A stream of published articles flowed from this research, including “The Myth of the Color-Blind Judge: An Empirical Analysis of Racial Harassment Cases.” The study, published in 2009 in the Washington University Law Review, found a stark difference between the rulings of Black judges and their White counterparts. Black plaintiffs in workplace racial discrimination complaints lost their cases 79 percent of the time if the judges were White and only 54 percent of the time if the judges were Black.
Chew’s findings and interpretations looked at many characteristics of the judges. Age, education, and gender didn’t appear to make a difference. The judge’s political affiliation did—but that difference was independent of the judge’s race. These findings challenge a notion that many citizens accept as truth: judges are totally objective, rational, and blind to factors like race.

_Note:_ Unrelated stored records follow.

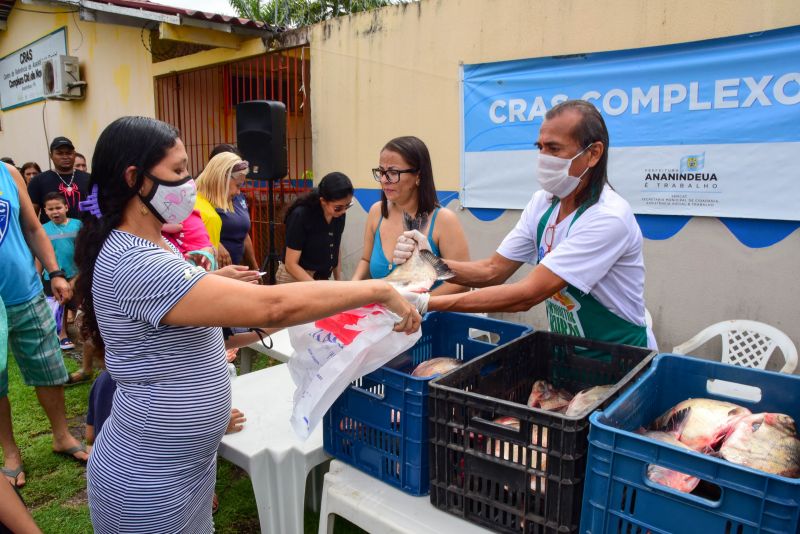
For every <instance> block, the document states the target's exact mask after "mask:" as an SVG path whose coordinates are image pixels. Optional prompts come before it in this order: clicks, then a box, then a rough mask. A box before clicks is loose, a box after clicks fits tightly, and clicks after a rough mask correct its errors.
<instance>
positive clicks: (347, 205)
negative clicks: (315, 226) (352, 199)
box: [333, 200, 355, 213]
mask: <svg viewBox="0 0 800 534" xmlns="http://www.w3.org/2000/svg"><path fill="white" fill-rule="evenodd" d="M353 204H355V200H351V201H350V203H349V204H345V205H344V206H342V205H339V206H334V207H333V212H334V213H341V212H343V211H347V210H349V209H350V208H352V207H353Z"/></svg>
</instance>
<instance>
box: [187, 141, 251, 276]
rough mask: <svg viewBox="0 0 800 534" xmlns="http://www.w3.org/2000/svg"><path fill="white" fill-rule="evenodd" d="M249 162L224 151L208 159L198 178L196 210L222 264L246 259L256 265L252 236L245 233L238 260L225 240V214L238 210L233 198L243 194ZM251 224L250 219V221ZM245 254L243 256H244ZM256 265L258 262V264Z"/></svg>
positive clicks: (232, 212)
mask: <svg viewBox="0 0 800 534" xmlns="http://www.w3.org/2000/svg"><path fill="white" fill-rule="evenodd" d="M247 171H248V163H247V162H246V161H243V160H242V158H241V157H240V156H238V155H236V154H234V153H232V152H222V153H220V154H217V155H216V156H214V157H213V158H211V160H209V162H208V165H206V168H205V169H203V172H202V173H200V176H198V177H197V180H196V183H197V200H196V201H195V205H194V209H196V210H197V211H199V212H200V217H201V218H202V219H203V224H204V225H205V227H206V230H207V231H208V237H209V239H210V240H211V244H212V245H214V247H215V248H216V249H217V251H218V254H217V262H218V263H219V266H220V267H224V266H225V265H230V264H231V263H233V262H235V263H240V262H242V261H243V260H244V261H247V263H248V264H252V265H251V266H253V265H255V255H254V254H253V243H252V241H251V240H250V236H249V235H246V232H245V236H244V243H243V247H244V250H243V254H242V251H241V250H240V251H239V254H237V255H236V256H237V257H236V258H235V260H233V261H232V259H231V251H228V250H227V248H226V247H225V245H224V244H223V243H222V241H223V239H222V234H223V220H222V215H225V214H228V213H230V214H233V213H234V212H236V213H238V211H237V210H235V208H234V199H236V198H237V197H239V195H240V194H241V188H242V186H243V185H244V181H245V177H246V176H247ZM248 226H249V221H248ZM242 256H243V257H242ZM255 266H256V267H257V265H255Z"/></svg>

What Chew’s study revealed is that race matters; it influences the outcome of judicial cases. “White judges as a group are more likely than their African American counterparts to rule in favor of employers. African American judges as a group are more likely to believe that employees have credible grievances of racial harassment,” says Chew.
She posits that a judge’s background makes a difference, and the rulings are not just mechanical. Is there a human factor, an implicit bias? Her study doesn’t suggest that judges are ill-intentioned. Rather, they are all socialized differently. This socialization influences court decisions, and those decisions reverberate in America’s workspaces.

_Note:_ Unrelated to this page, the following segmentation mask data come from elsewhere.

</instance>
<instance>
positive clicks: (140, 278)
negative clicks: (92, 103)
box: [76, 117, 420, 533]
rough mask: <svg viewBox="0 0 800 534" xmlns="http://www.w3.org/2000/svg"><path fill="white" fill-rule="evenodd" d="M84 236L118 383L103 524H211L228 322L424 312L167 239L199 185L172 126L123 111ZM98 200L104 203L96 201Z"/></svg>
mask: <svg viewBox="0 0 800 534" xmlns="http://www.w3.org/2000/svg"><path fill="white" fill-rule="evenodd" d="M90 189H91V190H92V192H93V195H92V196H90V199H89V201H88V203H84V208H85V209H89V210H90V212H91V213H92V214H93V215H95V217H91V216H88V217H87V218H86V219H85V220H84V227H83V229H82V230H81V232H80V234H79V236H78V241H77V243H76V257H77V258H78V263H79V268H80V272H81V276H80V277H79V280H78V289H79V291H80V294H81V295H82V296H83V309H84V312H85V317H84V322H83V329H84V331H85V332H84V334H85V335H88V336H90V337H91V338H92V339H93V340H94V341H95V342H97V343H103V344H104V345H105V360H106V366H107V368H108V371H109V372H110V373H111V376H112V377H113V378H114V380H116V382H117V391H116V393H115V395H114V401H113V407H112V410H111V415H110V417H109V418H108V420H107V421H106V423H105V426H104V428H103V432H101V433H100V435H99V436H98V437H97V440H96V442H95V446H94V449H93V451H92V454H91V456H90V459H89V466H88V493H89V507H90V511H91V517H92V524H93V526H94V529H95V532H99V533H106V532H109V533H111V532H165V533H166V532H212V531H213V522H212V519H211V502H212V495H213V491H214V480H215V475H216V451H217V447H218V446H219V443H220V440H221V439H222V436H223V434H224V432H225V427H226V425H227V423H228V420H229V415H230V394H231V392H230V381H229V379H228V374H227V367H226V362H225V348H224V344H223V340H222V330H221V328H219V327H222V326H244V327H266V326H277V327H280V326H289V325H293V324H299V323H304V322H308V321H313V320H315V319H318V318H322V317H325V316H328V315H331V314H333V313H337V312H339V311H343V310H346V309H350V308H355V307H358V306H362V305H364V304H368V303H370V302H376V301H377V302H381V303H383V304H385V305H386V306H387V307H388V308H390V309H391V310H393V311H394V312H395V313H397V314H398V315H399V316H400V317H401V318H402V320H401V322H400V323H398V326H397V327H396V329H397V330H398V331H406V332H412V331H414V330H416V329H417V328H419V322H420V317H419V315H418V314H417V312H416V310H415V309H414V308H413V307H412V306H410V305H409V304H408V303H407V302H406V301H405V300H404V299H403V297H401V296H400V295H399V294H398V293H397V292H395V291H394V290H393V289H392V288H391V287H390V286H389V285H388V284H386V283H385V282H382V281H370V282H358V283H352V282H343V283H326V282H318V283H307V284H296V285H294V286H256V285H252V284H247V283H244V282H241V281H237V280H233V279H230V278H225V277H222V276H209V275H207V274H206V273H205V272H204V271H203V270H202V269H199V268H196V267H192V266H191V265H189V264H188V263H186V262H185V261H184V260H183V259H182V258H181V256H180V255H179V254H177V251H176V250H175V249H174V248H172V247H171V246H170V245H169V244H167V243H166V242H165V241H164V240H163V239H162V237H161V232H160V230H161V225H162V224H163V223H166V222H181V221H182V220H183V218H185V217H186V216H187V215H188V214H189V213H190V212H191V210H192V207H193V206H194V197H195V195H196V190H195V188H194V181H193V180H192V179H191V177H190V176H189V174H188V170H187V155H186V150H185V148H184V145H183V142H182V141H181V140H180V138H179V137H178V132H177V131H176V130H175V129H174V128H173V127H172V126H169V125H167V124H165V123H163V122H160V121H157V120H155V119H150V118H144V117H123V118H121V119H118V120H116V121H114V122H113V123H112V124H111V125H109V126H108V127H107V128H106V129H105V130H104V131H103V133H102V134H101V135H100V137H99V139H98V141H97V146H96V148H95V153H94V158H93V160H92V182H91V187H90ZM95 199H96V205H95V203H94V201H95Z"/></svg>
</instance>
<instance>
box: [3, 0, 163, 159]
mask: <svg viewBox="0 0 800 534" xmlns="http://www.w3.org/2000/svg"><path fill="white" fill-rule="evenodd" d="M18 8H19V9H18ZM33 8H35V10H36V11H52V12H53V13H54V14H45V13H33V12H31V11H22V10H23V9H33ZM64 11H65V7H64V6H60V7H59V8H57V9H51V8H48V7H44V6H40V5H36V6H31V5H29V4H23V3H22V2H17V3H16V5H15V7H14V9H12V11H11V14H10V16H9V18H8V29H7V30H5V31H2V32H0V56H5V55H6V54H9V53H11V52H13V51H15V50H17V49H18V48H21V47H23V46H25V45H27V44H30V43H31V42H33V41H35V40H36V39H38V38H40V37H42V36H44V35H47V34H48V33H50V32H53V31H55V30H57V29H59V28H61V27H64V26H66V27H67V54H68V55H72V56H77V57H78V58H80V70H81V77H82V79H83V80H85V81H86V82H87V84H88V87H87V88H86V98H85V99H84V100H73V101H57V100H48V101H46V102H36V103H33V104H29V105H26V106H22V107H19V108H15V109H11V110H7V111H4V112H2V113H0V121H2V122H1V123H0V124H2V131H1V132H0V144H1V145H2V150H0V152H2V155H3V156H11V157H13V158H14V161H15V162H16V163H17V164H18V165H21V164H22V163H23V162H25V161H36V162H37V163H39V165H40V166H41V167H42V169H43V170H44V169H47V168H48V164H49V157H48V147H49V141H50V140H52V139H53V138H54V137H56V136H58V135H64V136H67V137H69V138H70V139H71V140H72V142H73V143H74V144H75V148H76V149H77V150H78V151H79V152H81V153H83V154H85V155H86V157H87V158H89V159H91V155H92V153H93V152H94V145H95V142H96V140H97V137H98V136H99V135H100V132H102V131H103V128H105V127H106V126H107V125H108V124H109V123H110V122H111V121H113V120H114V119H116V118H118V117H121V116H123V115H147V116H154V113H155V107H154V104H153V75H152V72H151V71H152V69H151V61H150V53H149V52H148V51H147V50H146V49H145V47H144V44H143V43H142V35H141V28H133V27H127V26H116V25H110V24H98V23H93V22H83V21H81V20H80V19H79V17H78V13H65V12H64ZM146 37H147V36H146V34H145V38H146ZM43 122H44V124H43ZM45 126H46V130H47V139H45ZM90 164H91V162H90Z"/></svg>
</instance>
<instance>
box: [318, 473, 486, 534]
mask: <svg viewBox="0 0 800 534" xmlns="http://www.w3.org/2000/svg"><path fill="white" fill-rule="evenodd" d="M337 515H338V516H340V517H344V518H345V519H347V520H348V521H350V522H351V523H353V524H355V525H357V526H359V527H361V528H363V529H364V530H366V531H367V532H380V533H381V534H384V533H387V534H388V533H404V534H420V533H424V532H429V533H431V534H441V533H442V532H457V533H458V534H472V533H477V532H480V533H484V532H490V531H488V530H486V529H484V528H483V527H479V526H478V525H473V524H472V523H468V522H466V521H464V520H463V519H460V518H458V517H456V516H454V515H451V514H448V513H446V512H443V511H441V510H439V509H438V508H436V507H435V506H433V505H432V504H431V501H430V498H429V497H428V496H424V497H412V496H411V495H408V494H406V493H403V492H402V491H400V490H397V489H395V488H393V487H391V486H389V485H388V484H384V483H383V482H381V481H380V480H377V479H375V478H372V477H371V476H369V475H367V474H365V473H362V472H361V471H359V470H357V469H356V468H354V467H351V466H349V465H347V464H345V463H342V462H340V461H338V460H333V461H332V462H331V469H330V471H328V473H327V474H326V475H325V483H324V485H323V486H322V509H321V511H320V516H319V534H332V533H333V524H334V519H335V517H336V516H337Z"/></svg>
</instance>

The study sparked widespread media attention. Chew was invited to speak before judges’ groups all over the country. Professional associations called, eager to know more about the myth of color-blind judges.
Her journey—begun long ago in a Texas border town—has taught her that people indeed respond to race, gender, ethnicity, and all kinds of other human characteristics. And, although those responses are not necessarily mean-spirited or malevolent, they do exist—intentionally or not, consciously or not. In a society full of differences, Chew has learned that we all slip into circumstances—likely without thinking—that cause us to view some groups of people as more limited, less competent, and sometimes simply invisible. The conversation on fairness in the workplace is one of the interlocking interests and issues that connect Chew with the landmark Rogers vs. EEOC case, when a Latino worker complained about practices that made her uncomfortable on the job. Then, as now, the larger question is how, in a multicultural society, do we forge justice for all?
Pitt Law’s Pat Chew is still asking.